Correlation between SEPS1 gene polymorphism and type 2 diabetes mellitus: A preliminary study.

BACKGROUND: The protein encoded by the selenoprotein S gene is considered to be an anti-inflammatory and antioxidant protein and is involved in a variety of diseases. Therefore, we want to study the distribution characteristics of this gene in Chinese diabetic population.
METHODS: A total of 170 patients with DM (including 100 patients with T2DM and 70 patients with diabetic nephropathy [DN]) and 100 healthy controls (HC) were selected from Haikou People's Hospital (China) between January 2017 and July 2017. The polymorphisms of three SEPS1 genes (SNP ID: rs4965814, rs28665122, and rs34713741) were measured by massARRAY method, while the polymorphisms of SEPS1 genes (SNP ID: rs4965373) were detected by Sanger sequencing.
RESULTS: Comparing three groups, the results were the following: (a) There was a significant difference in the genotype and allele distribution of rs34713741 between DN group and HC group and between T2DM group and DN group; For this gene locus, the risk of diabetic nephropathy in healthy individuals with T allele was 0.6 times higher than that in individuals with GG genotype (OR = 0.60, 95% CI: 0.46 ~ 0.77). (b) There was a significant difference in the distribution of rs4975814 genotype between DN group and HC group; for this gene locus, the risk of diabetic nephropathy in healthy individuals with T allele was 2.71 times higher than that in individuals with GG genotype (OR = 2.71, 95% CI: 1.66 ~ 4.45).
CONCLUSION: We conclude that rs34713741 (GT + TT) may be a protective gene for DN and the rs4975814 (GT + TT) may be a susceptibility gene for DN.

INTRODUCTION

Type 2 diabetes mellitus (T2DM) is a type of systemic metabolic disorder characterized by absolute or relative reduction in insulin secretion (or insulin resistance) caused by defects in islet β‐cell function, which may occur as a result of genetic, environmental, and immune factors. T2DM is often asymptomatic, and it accounts for approximately 90% of all diagnosed cases of diabetes in adults.

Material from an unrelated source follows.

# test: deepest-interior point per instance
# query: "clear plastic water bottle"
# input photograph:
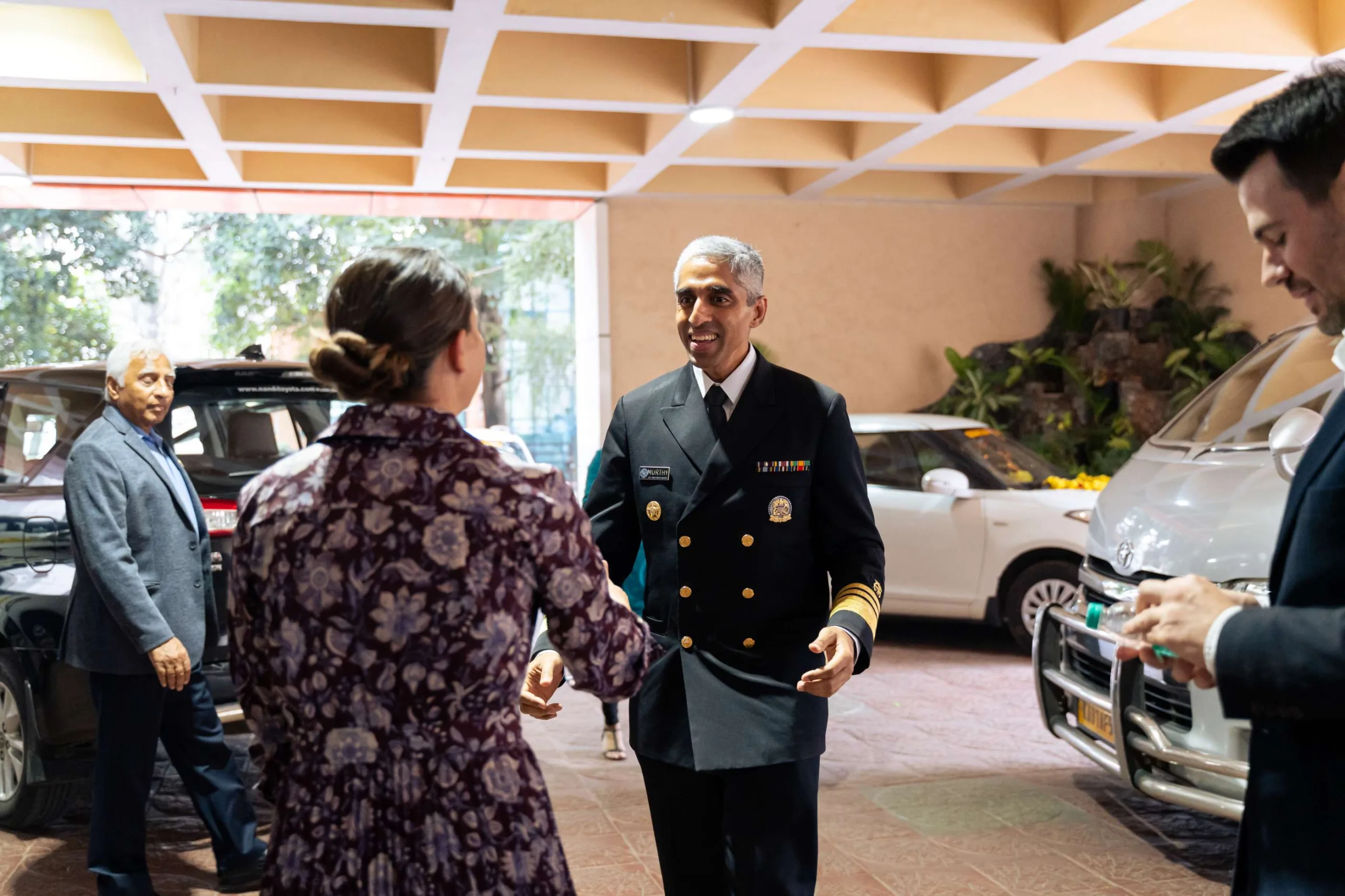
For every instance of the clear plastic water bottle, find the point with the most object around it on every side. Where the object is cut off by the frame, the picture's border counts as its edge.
(1114, 619)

So far, many studies have reported the association between gene polymorphisms and T2DM risk. Selenium is an essential trace element in mammals, which contributes to the normal functioning of multiple systems, including immunity, redox regulation, and resistance to inflammation, through "selenide" glutathione peroxidase and thioredoxin reductase.1 Currently, it has been found that selenoprotein gene polymorphism is closely associated with inflammatory and immune diseases. Over the recent years, five kinds of selenoproteins, that is, glutathione peroxidase (GPx), thioredoxin protein reductase 2 (TrxR2), selenoprotein (relative molecular mass 15 000; SEP15), selenoprotein P (SelP), and selenoprotein S (SEPS1, also known as SelS) have been intensively studied. As a transmembrane protein,2 SEPS1 constitutes a reverse transport channel for endoplasmic reticulum (ER)‐associated protein degradation together with ER‐associated protein 1, which reversely transports misfolded proteins from the ER to the cytoplasm for degradation, and also inhibits and regulates the inflammatory and immune response caused by misfolded proteins in the ER.3 In the human genome, 25 selenoprotein genes have been identified.4 In 2002, SEPS1 was discovered as a novel gene that produces a protein that interacts with serum amyloid protein (SAA). SAA is an acute phase protein involved in insulin resistance, which has an important role in the development of diabetes and atherosclerosis.5 So far, there have been few reports on the polymorphism of SEPS1 gene in T2DM, especially in the Chinese population.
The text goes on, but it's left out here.